We present a hydrodynamic theory of anisotropic and inversion-asymmetric moving active permeable fluid membranes. These are described by an anisotropic Kardar-Parisi-Zhang equation. Depending upon the anisotropy parameters, the membrane is either effectively isotropic and algebraically rough with translational short, but orientational long range order, or unstable, suggestive of membrane crumpling.

Figures (8)

• Figure 1: Snapshots of the height profiles ($L=200$) in the steady states for (a) and (b) algebraic rough phase, with parameters (a) $\nu_x=0.50$, $\nu_y=0.45$, $\overline{\nu}=0.10$, $D=0.005$ and $\lambda=24$, and (b) $\nu_x=0.50$, $\nu_y=0.55$, $\overline{\nu}=0.20$, $D=0.005$ and $\lambda=24$. Snapshots (c) and (d) correspond to the crumpled phase, with parameters (c) $\nu_x=1.0$, $\nu_y=0.20$, $\overline{\nu}=1.0$, $\nu_4=0.10$, $D=1.0$ and $\lambda=2.20$, (with ripples at an arbitrary angle) and (d) $\nu_x=1.0$, $\nu_y=1.0$, $\overline{\nu}=2.0$, $\nu_4=0.10$, $D=1.0$ and $\lambda=2.30$ (with ripples at $\pi/4$). Notice the much smaller fluctuations in the algebraic rough phase, compared to the crumpled phase. (See text).
• Figure 2: (a) Two distinct phases in $\beta$-$\alpha$ plane.

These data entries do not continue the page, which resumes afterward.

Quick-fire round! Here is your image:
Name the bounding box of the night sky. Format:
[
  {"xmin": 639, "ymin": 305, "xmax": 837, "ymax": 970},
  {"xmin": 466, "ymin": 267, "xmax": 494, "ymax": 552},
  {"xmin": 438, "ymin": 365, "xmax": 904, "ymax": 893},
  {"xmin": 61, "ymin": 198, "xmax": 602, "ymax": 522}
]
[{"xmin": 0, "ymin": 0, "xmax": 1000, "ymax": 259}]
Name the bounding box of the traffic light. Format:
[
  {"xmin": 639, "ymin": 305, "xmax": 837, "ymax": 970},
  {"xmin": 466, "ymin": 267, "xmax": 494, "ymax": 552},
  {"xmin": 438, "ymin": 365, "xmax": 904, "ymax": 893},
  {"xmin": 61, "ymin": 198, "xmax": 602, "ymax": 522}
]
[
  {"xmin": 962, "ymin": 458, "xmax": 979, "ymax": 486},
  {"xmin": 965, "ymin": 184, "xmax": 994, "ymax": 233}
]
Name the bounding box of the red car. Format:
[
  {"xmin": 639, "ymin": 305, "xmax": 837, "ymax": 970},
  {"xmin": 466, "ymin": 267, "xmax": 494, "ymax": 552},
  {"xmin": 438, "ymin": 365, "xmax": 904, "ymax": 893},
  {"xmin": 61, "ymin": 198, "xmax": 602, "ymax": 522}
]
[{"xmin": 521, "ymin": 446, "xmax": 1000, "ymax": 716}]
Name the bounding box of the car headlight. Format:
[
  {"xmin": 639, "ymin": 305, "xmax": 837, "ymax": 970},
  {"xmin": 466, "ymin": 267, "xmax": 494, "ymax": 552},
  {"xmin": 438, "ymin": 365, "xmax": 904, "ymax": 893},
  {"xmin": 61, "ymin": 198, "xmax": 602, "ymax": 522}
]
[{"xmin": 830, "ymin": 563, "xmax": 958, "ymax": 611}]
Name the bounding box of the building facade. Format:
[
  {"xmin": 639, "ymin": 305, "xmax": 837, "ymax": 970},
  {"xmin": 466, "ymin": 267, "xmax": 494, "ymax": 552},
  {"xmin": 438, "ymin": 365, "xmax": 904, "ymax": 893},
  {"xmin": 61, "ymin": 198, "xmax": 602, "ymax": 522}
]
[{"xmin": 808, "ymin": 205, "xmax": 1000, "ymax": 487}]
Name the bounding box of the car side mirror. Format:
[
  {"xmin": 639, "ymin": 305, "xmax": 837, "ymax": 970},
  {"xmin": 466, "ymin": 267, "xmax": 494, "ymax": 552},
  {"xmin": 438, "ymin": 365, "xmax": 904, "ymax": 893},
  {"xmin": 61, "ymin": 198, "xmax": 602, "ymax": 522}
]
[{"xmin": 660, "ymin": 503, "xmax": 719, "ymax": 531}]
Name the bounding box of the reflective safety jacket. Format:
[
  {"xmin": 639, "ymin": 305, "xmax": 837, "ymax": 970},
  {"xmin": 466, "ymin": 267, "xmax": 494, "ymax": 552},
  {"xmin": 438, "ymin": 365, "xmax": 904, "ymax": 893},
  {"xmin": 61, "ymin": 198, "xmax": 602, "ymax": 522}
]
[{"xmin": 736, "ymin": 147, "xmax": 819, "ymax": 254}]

White region is the KPZ like putative algebraic rough phase. (b) The RG flow diagram in the $\beta$-$\alpha$-$g$ space. Arrows pointing away from the $\beta$-$\alpha$ plane represent the direction of RG flows, indicating a strong coupling algebraic rough phase. Green regions in (a) and (b) correspond to crumpled phase (see text).
• Figure 3: Log-log plots of $\mathcal{W}$ versus $t$ (a) for $L = 500$ with $\nu_x = 0.50$, $\overline{\nu} = 0.10$, $D = 0.005$, $\lambda = 24$, and different values of $\nu_y$. Inset: linear-scale plot for $L = 300$. (b) For $L = 500$ with $\nu_y = 0.55$ and varying $\overline{\nu}$ (other parameters as in (a)). Inset: plot for $L = 300$ in linear-scale. (c) For $\nu_y = 0.55$, $\overline{\nu} = 0.20$, (other parameters as in (a)) and system sizes $L = 100$ to $500$. The red dashed line indicates a linear fit with slope $\tilde{\beta} = 0.22 \pm 2.6 \times 10^{-5}$. (d) Log-log plot of Saturation width $\mathcal{W}_\text{sat}$ versus $L$ for the same parameters as in (c), with a linear fit yielding $\chi = 0.38 \pm 0.002$ (see text).
• Figure 4: Diagrammatic representations of two point functions.
• Figure 5: Wavevector-shell integration in the one-loop diagrams obtained by perturbative expansions of the action functional (\ref{['action']}), corresponding to the anisotropic KPZ equation. Here, $q_x$ is integrated over the range $-\infty$ to $\infty$, while $q_y$ is integrated over two thin strips $\Lambda/b \leq q_y \leq \Lambda$ and $-\Lambda \leq q_y \leq -\Lambda/b$.